The late part of Bob Hughes’ career at the Leader-Post was memorable only in its horror in what he had become. In 2005, during the lockout of Canadian Broadcasting Corporation journalists, he used his Leader-Post column to blame the union for screwing up coverage of the Canada Summer Games in Regina when the union members were the ones locked out, and when the Canadian Media Guild called him out on his inaccuracy, he wrote another article praising himself for having the audacity of taking on the union – and not acknowledging that he got his facts wrong.

But Hughes made his bones covering the Roughriders during their Reign of Error, and nobody becomes the editor of the Leader-Post – as he was – without making more than a few contacts with the Old Regina Families who run this city: the property developers, lawyers, senior provincial government officials and businessmen who have a way of sponsoring the winning candidates in civic elections, who then turn around and bestow upon them favours in a municipal circle jerk.

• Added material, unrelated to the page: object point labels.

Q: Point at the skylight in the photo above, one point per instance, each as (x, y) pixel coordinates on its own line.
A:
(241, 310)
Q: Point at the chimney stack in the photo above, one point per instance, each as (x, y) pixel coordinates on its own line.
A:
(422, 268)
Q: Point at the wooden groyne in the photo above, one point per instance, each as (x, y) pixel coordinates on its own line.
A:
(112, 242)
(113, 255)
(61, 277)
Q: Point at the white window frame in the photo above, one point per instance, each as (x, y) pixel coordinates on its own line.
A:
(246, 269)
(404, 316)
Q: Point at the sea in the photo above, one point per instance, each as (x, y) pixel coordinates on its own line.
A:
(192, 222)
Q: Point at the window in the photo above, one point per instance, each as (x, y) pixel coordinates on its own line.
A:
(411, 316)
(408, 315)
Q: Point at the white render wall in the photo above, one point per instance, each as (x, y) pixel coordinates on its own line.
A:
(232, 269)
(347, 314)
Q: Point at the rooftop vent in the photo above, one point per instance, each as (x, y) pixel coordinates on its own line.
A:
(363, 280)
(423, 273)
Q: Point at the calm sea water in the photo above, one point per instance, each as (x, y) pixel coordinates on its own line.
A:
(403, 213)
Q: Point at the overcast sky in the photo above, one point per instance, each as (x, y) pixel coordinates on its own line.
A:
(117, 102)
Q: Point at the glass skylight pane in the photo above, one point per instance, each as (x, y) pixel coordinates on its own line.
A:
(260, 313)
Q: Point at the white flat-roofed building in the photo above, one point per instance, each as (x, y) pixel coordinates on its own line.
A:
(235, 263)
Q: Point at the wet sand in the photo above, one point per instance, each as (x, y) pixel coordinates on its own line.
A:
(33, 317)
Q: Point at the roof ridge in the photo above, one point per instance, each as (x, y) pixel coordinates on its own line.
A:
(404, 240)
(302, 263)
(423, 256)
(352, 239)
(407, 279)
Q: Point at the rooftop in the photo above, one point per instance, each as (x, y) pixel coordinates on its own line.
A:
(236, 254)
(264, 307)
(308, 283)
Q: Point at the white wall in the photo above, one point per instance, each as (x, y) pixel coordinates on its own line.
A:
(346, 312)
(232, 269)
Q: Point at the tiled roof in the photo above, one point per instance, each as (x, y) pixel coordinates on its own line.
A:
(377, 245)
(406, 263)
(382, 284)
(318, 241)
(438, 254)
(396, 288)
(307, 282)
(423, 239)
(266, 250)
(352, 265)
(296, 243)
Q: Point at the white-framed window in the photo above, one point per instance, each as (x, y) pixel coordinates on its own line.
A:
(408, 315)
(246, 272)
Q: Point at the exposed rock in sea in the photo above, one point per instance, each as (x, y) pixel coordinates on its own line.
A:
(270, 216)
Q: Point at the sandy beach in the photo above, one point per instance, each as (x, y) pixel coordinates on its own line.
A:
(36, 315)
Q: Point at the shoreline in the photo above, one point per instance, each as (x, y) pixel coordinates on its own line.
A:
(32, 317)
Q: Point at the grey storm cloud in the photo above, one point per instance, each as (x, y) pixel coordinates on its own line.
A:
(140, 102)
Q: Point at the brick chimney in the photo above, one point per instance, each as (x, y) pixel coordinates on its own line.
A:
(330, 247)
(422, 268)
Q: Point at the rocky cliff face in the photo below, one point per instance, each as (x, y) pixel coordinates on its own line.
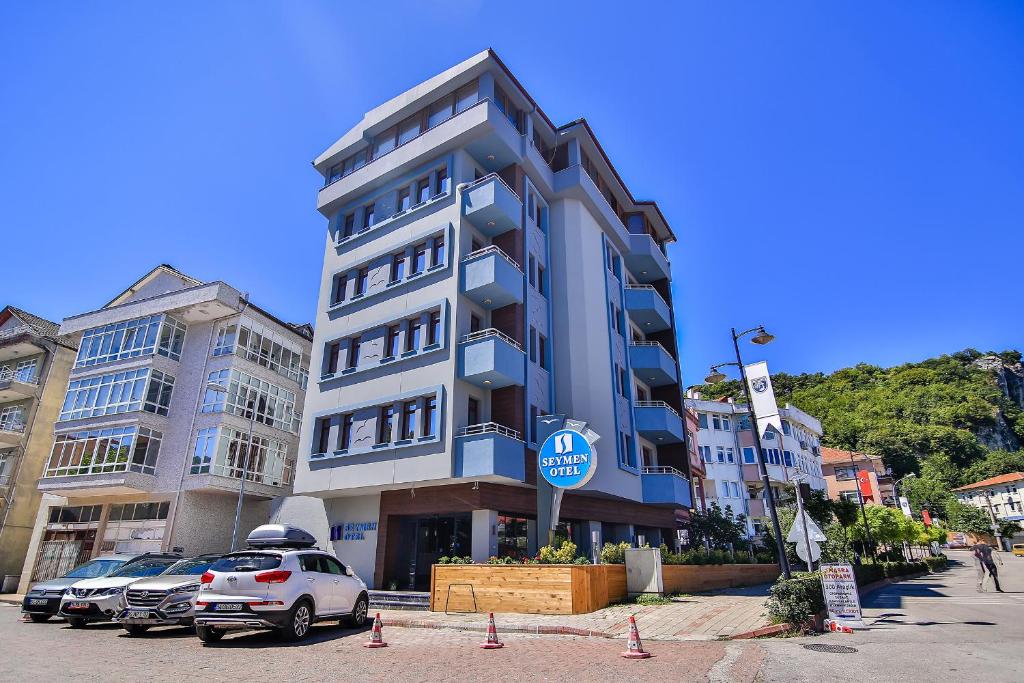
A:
(1010, 378)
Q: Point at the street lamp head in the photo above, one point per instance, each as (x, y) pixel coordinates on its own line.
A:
(715, 377)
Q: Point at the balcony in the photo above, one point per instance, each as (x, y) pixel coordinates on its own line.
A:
(657, 422)
(491, 359)
(645, 259)
(651, 364)
(492, 206)
(492, 279)
(647, 308)
(489, 451)
(666, 485)
(11, 433)
(17, 386)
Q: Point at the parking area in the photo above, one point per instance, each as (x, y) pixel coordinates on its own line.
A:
(52, 651)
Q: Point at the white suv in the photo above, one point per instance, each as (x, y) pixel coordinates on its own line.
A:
(281, 583)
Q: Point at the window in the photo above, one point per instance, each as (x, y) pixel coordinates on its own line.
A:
(437, 252)
(248, 395)
(409, 420)
(434, 328)
(384, 427)
(324, 435)
(430, 416)
(419, 258)
(391, 341)
(413, 334)
(333, 355)
(353, 352)
(130, 339)
(397, 266)
(117, 392)
(361, 280)
(338, 291)
(103, 451)
(345, 442)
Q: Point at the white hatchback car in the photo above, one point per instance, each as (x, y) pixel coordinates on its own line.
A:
(282, 583)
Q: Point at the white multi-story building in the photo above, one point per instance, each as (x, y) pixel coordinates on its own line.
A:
(727, 449)
(152, 439)
(483, 266)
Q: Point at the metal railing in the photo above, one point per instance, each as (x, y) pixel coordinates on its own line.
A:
(18, 376)
(485, 334)
(662, 469)
(656, 403)
(488, 428)
(492, 249)
(487, 178)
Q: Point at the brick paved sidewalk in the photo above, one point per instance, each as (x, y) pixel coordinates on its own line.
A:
(705, 616)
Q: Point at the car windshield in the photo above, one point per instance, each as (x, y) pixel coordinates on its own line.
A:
(143, 567)
(247, 562)
(195, 565)
(94, 568)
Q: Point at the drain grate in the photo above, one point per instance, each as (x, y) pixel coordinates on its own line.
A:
(835, 649)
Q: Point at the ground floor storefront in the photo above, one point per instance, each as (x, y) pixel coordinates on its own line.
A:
(391, 539)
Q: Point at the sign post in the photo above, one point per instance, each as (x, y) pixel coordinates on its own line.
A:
(566, 460)
(842, 599)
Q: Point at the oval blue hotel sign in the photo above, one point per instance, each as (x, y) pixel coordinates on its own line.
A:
(567, 460)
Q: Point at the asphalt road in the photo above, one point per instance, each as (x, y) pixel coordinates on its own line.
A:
(936, 628)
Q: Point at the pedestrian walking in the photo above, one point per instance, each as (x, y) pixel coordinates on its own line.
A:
(984, 555)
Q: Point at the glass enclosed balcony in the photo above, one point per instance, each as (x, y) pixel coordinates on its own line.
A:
(492, 206)
(492, 279)
(647, 308)
(491, 359)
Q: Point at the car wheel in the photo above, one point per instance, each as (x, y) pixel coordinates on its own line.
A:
(208, 634)
(299, 621)
(358, 615)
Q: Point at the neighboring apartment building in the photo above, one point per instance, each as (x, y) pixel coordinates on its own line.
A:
(35, 361)
(851, 474)
(1001, 497)
(483, 267)
(725, 441)
(152, 438)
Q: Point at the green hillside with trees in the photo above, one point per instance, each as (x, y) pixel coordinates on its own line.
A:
(951, 420)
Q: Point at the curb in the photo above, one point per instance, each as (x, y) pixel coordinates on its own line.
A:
(512, 628)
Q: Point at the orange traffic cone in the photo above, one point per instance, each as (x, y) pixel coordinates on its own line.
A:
(376, 637)
(492, 642)
(635, 647)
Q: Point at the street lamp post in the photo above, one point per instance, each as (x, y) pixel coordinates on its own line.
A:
(761, 338)
(251, 407)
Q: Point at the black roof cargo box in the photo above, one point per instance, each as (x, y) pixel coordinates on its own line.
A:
(280, 536)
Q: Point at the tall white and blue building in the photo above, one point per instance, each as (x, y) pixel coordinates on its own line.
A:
(483, 266)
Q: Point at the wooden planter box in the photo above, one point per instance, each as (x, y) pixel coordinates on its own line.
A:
(526, 589)
(699, 578)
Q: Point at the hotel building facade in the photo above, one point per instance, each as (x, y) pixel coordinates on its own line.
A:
(152, 433)
(483, 267)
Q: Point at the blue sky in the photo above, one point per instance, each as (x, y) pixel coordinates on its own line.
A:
(850, 174)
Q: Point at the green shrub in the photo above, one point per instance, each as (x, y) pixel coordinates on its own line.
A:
(614, 553)
(796, 600)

Hughes used to have (maybe he still does, I don’t know) his unofficial Tuesday Club meetings with a few people in official Regina (Tom Shepherd was one of them), and that’s where he’d trade tall tales and Get The Official Story.

So, seeing Bob Hughes’ latest diatribe about the Roughrider situation (reposted at Rod Pedersen’s website) is, on the surface, a very strange broadside against the Saskatchewan Roughriders’ management. Under the surface, it’s almost certainly the sound of the Roughrider Board of Directors clearing their throat and asking Jim Hopson, ‘what the **** are you doing? Who are these clowns you’ve hired to run our team? Is this the best you can do?’

So far, even Bob’s old paper is in a strong state of denial.(Leader-Post)  Today’s sports section suggests that there’s nothing the matter with Rider offense. Statistics are for losers, even if you gain 515 yards in offense (cfl.ca) – the Calgary’s defense went into prevent mode after the interception return making it 38-14 halfway through the third quarter. This allowed the Riders to move the ball as long as they chewed up the clock. As well, Calgary took a boatload of penalties that kept Rider drives alive.

Win or lose in Toronto on Thursday, my gut instinct tells me that head coach Greg Marshall will be fired and replaced by somebody that’s not on the current coaching staff. Ken Miller, the former coach and VP of football operations, is on a scouting mission, but he’ll be back soon, and dollars to doughnuts he’ll take over as coach for the upcoming back-to-back games against the Winnipeg Blue Bombers.

The only alternative would be for Marshall to coach the Riders into Labour Day, and the following game in Winnipeg, where the Riders would get destroyed. (The Riders’ defense may or may not be able to defeat Winnipeg’s offense, but the Riders’ O certainly can’t beat the best defense in the Canadian Football League). Then the fans would be demanding real change – not just a sacrificial virgin or two thrown down the volcano to appease the Gods of Rider Pride, but some real housecleaning that would probably cost Hopson his job – if not in mid-September, then by the end of the season.

Greg Marshall will be the first ‘meat shield’ to fall. When the end of the season rolls around, Hopson will be invisible, and Barry Taman will become the next fall guy, by hiring a head coach who won’t have either the support system necessary (a good scouting system, which Taman DOESN’T have) or the front office support (unless Miller is also turfed and the board tells Hopson either he’s fired or the next time he wants to get involved in football matters, grab the controller and play Madden 11 on his grandson’s Xbox).

It’s not so much what was said in Hughes’ column (hell, take a look at what I wrote after Friday’s embarrassment) but who said it. (prairie dog) If Hughes is writing this, it’s because the board of directors is unhappy and pondering the next move. Marshall shouldn’t buy any green bananas, because a panicky Jim Hopson is lining up the dominos to take the fall for him.